Other climate focused investments include a refundable tax credit for investments in clean energy and proceeding with the Budget 2022 commitment to establish a tax credit to support investments in clean hydrogen production.
The FES announced the government will move to introduce a Tax-Free First Home Savings Account, which will allow prospective first-time home buyers to save up to $40,000 tax-free toward their first home. The Accounts should be able to be opened in mid-2023.
The government will also double the First-Time Home Buyers’ Tax Credit; introduce a new refundable Multigenerational Home Renovation Tax Credit, which would provide up to $7,500 in support for constructing a secondary suite for a family member; and ensure that profits from flipping properties held for less than twelve months are fully taxed, starting in 2023.
The FES announced that the government intends to make the federal portion of all Canada Student Loans and Canada Apprentice Loans permanently interest free, including those currently being repaid.
The government has announced $250 million over five years to help workers in a changing economy. These include the creation of a Sustainable Jobs Training Centre, a sustainable jobs stream under the Union Training and Innovation Program and a Sustainable jobs secretariat.
Digitization of Money
Further to the government’s announcement in Budget 2022 that it would launch a financial sector legislative review focused on the digitalization of money and maintaining financial sector stability and security, the FES announce consultations with stakeholders on digital currencies, including cryptocurrencies, stablecoins, and central bank digital currencies.
Tax on Share Buybacks
The FES announced the government’s intention to introduce a corporate-level two per cent tax that will apply on the net value of all types of share buybacks by public corporations in Canada. Details will be announced in Budget 2023 and the tax will come into force on January 1, 2024.
International Tax Reform
The government used the FES to restate its commitment to ensuring multinational corporations pay their “fair share” of tax wherever they do business. Canada is working with the OECD on two pillars in this regard. The first is ensuring corporations, including digital ones, pay their fair share of tax in jurisdictions where their users and customers are located. The second would ensure multinational corporation are subject to a minimum effective tax rate of fifteen per cent on profits in every jurisdiction in which they operate.
The government has given notice that legislation to implement the FES and certain outstanding measures from Budget 2022 will be introduced on November 4, and the Government House said debate on that legislation will take place after the upcoming break week (on November 14, 2022).

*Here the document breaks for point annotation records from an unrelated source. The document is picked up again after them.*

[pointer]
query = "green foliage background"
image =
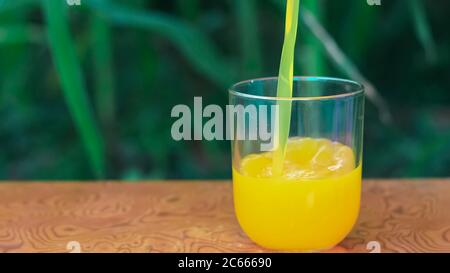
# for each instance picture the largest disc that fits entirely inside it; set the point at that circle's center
(86, 91)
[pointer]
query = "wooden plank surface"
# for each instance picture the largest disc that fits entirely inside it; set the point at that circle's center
(403, 216)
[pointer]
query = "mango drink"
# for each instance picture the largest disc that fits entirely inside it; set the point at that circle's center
(312, 205)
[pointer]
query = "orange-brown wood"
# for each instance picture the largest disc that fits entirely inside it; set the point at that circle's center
(168, 216)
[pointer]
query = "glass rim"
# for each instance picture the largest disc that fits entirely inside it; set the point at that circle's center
(359, 90)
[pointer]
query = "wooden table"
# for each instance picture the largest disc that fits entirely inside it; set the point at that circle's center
(402, 216)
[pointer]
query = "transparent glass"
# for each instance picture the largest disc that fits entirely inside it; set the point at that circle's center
(314, 203)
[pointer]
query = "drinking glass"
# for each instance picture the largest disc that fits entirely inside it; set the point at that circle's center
(314, 202)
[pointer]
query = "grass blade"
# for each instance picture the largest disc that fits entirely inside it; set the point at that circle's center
(345, 64)
(103, 67)
(69, 71)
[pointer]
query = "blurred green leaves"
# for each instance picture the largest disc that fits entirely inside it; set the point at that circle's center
(423, 29)
(72, 82)
(192, 43)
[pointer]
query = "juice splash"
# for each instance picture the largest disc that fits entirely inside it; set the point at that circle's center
(285, 83)
(312, 205)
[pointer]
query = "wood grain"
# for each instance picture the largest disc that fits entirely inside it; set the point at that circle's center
(403, 216)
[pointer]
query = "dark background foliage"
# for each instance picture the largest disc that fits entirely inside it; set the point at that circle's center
(86, 91)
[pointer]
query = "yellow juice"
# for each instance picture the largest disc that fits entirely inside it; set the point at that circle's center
(311, 206)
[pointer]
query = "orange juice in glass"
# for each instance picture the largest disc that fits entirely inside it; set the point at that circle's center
(314, 202)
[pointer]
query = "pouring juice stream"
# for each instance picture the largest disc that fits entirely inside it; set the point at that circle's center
(304, 195)
(285, 83)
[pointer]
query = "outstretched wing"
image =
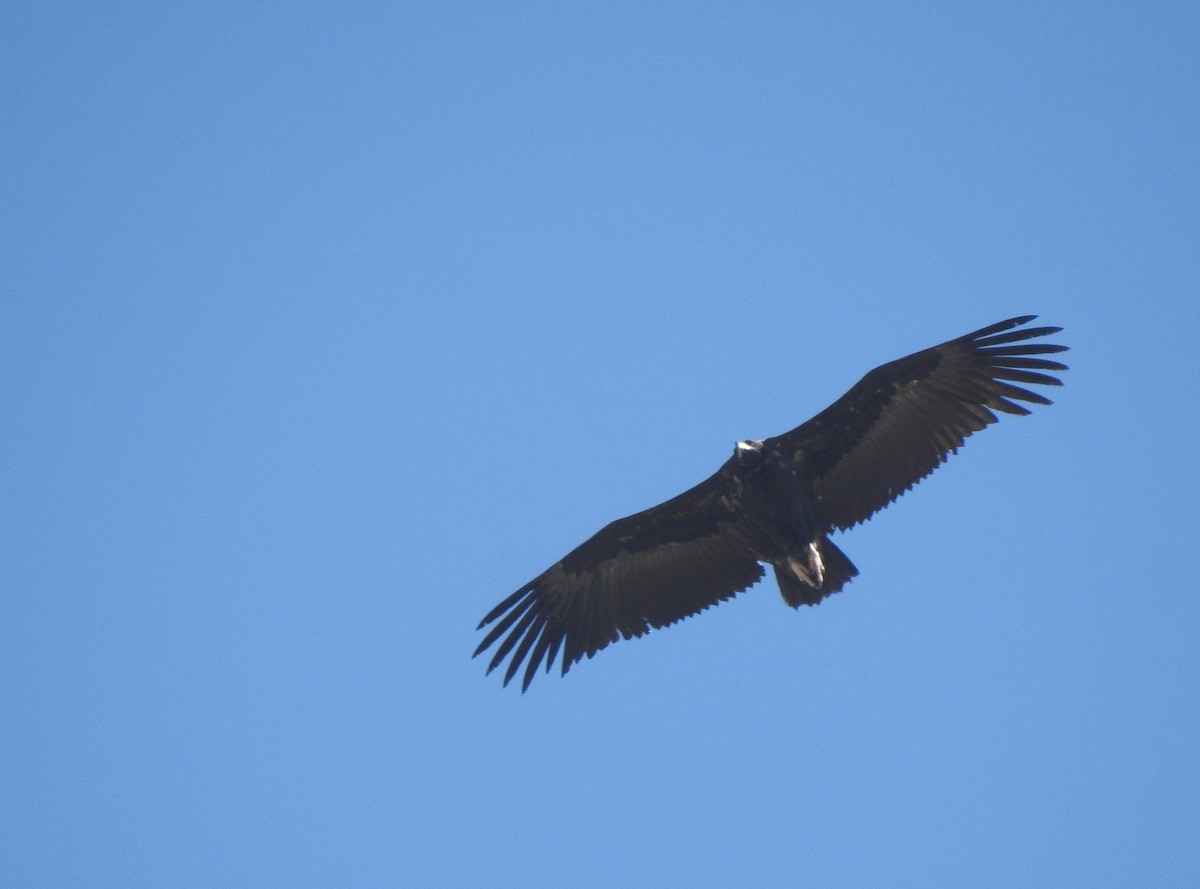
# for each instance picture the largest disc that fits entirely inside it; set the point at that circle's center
(905, 418)
(637, 574)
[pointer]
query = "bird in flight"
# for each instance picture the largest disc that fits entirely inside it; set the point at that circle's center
(773, 503)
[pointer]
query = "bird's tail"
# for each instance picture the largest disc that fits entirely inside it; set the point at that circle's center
(825, 572)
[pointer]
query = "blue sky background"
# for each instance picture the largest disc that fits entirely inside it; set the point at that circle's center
(327, 326)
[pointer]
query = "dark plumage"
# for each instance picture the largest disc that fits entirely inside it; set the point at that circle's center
(773, 502)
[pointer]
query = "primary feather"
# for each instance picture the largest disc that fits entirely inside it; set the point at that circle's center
(773, 502)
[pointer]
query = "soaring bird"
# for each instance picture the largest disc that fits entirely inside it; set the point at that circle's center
(773, 503)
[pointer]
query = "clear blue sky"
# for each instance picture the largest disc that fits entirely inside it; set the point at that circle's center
(324, 328)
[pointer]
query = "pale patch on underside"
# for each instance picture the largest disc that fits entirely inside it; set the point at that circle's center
(810, 572)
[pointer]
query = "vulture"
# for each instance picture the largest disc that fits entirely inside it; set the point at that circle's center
(774, 502)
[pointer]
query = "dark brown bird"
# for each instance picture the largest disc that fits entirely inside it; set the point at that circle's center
(774, 502)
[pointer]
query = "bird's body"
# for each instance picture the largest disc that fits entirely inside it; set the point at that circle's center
(773, 502)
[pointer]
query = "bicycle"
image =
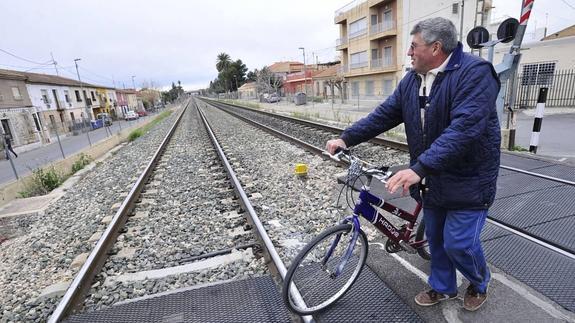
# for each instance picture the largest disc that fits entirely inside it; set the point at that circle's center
(326, 268)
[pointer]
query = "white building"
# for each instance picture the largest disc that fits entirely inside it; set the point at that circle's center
(473, 13)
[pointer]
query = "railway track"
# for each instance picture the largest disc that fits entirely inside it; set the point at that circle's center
(315, 135)
(187, 212)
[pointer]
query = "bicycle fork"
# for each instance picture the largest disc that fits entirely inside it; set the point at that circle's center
(345, 258)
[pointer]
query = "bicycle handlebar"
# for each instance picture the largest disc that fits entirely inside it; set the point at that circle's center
(342, 154)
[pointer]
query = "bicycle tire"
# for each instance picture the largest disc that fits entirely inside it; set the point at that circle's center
(423, 252)
(314, 283)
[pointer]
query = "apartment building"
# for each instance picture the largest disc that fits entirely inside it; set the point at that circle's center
(375, 36)
(369, 46)
(19, 119)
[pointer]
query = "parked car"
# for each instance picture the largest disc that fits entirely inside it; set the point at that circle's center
(105, 117)
(272, 98)
(131, 115)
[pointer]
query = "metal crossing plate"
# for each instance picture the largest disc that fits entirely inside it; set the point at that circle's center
(248, 300)
(560, 231)
(369, 300)
(536, 207)
(544, 270)
(518, 183)
(560, 171)
(522, 161)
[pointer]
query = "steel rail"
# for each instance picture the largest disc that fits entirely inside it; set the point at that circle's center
(514, 230)
(81, 284)
(247, 206)
(377, 140)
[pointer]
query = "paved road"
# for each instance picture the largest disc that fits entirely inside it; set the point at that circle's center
(29, 160)
(556, 136)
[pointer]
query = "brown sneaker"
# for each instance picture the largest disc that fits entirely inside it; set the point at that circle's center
(473, 300)
(431, 297)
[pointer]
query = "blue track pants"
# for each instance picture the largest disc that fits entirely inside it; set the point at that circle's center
(454, 243)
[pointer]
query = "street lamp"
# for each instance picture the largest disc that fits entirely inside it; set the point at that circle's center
(237, 90)
(83, 94)
(304, 76)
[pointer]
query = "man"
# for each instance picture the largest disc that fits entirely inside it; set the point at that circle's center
(8, 144)
(447, 103)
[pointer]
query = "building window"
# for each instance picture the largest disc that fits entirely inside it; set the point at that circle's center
(355, 89)
(387, 87)
(369, 88)
(358, 28)
(45, 97)
(387, 56)
(16, 93)
(36, 121)
(358, 60)
(387, 20)
(455, 8)
(538, 74)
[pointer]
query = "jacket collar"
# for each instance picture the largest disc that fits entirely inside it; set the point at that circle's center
(454, 62)
(456, 57)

Looking ahead, the Finance Committee will continue its pre-budget consultation and provide a report to the Minister. This will lead to Budget 2023, which we are currently expecting will be tabled in February or March. Impacting all of this will be the Bank of Canada, which will continue to monitor inflation and adjust interest rates as they feel is required. The next interest rate decision is scheduled for December 7, 2022.
On a longer-term basis, the Trudeau Government is seeking to strengthen its economic credentials and we will be watching closely how this impacts their support amongst voters and, perhaps more importantly, the supply and confidence agreement with the NDP. For now, we do not foresee an election in 2023. We do, however, see the potential for any continued economic turmoil to lead to the Liberal-NDP agreement being dissolved in 2024, thereby precipitating an election.